Pensar nisso em um momento como esse é ainda mais dolorido. Estamos vivendo a maior crise sanitária da nossa sociedade, sendo consumidos por uma pandemia que tira do nosso convívio, sem despedidas, milhares de pessoas. Em um contexto de fragilidade ainda maior na nossa existência, “Amador” traz uma história de um passado recente que sensibiliza pela impotência sentida em nosso presente.
Olhando mais para trás, “Nũhũ Yãg Mũ Yõg Hãm: Essa Terra é Nossa!” se propõe a marcar posição em relação aos territórios usurpados do povo maxakali, mas vai muito além disso. Durante essa nova cobertura, conversamos com Carolina Canguçu e Roberto Romero, diretores do documentário, ao lado de Isael e Sueli Maxakali. Um registro de espaço que ganha novos contornos em uma fase onde os povos originários, sempre perseguidos, assistem o atual Governo Federal usar a política da morte (ou da ausência de respeito pela vida) como mola propulsora e incentivadora.
Um filme finalizado durante a pandemia, que adicionou dificuldades ao processo. Enquanto realizadores, Carolina e Roberto se colocam com a câmera na mão, após anos de pesquisas, experiências e produções vinculadas ao cinema indígena. A ideia de aliado é muito forte, em um longa-metragem que traz contextualizações sem soar didático, que foge do tradicionalismo engessado de linguagem, mas não se escusa de valer de uma abordagem mais clássica em certos momentos. Com isso, o vencedor da Mostra Olhos Livres talvez seja a obra com maior poder de comunicabilidade, de atingir um público não iniciado em algumas questões – e que, esperamos, tenha se aproximado da produção brasileira contemporânea com as possibilidades do formato online da Mostra Tiradentes.

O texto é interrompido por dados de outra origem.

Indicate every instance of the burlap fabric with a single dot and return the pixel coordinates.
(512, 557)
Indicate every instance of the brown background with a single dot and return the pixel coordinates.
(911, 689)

Encerrando o primeiro trio, “Irmã” conta a história de Ana e Julia pelo olhar da dupla de diretores Luciana Mazeto e Vinícius Lopes. Uma obra que toca no tema universal da chegada forçada da maturidade, quando a criança e a jovem precisam se deslocar para o interior do Rio Grande do Sul para encontrar o pai, por conta do agravamento da doença da mãe. Depois de duas produções que mexem com os sentimentos a partir do discurso direto, o filme de Luciana e Vinícius prima por uma indefinição de gênero narrativo.
Essa dinâmica pode atrair tanto quanto repelir espectadores. No caso da Apostila de Cinema, a conexão foi intensa, a partir do lúdico que as sequências fantásticas permitem, passando pelas inserções na trilha do trabalho de Karina Buhr. Ser desafiador pelo viés da imprevisibilidade enquanto narrativa é a grande característica de “Irmã” e destoa dos outros dois longas-metragens já citados, que encontram suas qualidades a partir de outros elementos.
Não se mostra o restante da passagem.